Jakarta (ANTARA) - Pria yang mengalami trauma setelah istri melahirkan mengeluarkan beberapa gejala seperti mudah cemas, sensitif hingga sering teringat pada kejadian saat persalinan.
Psikolog Ajeng Raviando mengatakan jika tanda-tanda trauma atau stres pasca-persalinan atau PTSD (Post-natal Post Traumatic Stress Disorder) yang dialami pria tidak jauh berbeda dengan wanita.
Berbeda dengan istri yang sumber traumanya lebih banyak karena sensasi nyeri, suami cenderung teringat dengan seluruh suasana yang terekam di otaknya. Apa yang ia dengar dan lihat, sulit terhapus dari ingatan.
"Karena suami kan melihat langsung, jadi kemungkinan besar gambaran proses melahirkan itu terekam jelas. Misalnya, ketika melihat darah, ia jadi teringat saat istrinya perdarahan, atau saat mendengar anaknya nangis. Bahkan ingatan dari penciuman, seperti bau obat atau bau yang mengingatkan dengan rumah sakit, akan memicu rasa cemas," jelas Ajeng melalui keterangan resminya dikutip Minggu.
Ajeng menjelaskan untuk beberapa kondisi yang lebih ekstrem, suami dengan stres dan trauma pasca-melahirkan akan mengalami mimpi buruk. Post-natal PTSD juga bisa memicu perubahan perilaku.
Beberapa pria menjadi super sensitif dan terlalu khawatir dengan kondisi sang istri serta anaknya. Respons ini mungkin bisa tergolong cukup baik karena pada akhirnya suami menjadi lebih perhatian terhadap istri dan juga sang anak, selama tidak berlebihan.

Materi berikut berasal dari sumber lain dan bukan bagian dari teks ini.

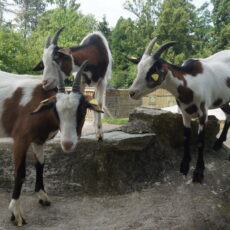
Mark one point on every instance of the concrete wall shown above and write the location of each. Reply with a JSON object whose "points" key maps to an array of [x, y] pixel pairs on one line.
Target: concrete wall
{"points": [[159, 99], [118, 104]]}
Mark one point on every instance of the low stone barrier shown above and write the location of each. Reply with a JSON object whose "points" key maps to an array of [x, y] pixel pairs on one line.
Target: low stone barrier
{"points": [[127, 159]]}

Respons tidak peduli juga mungkin ditunjukkan oleh pria yang mengalami kondisi ini. Menurut Ajeng, ada suami yang menjadi pasif dan tidak peduli dengan istri yang sibuk merawat bayi mereka.
Ajeng mengatakan dukungan istri sangat dibutuhkan untuk membantu suami melewati trauma meski mungkin dirinya sendiri juga membutuhkan bantuan.
"Meski sulit, istri harus paham dengan kondisi suami dan sebisa mungkin memberikan dukungan," ujar Ajeng.
Penanganan terbaik untuk mengatasi trauma pasca-melahirkan bagi suami adalah dengan berkonsultasi pada seorang profesional, psikiater atau psikolog. Menurut Ajeng, pendekatan terapi yang dilakukan adalah Trauma Focus Cognitive Behavioral Therapy (TFCBT).
"Terapi difokuskan pada traumanya. Memang akan tidak nyaman karena pasien dipaksa mengingat kembali kejadian. Tapi, ini membantu mereka untuk bisa lebih menerima kondisi dengan realistis, menghadapi dan bukan menghindar, yang pada akhirnya bisa melepaskan itu semua," jelas Ajeng.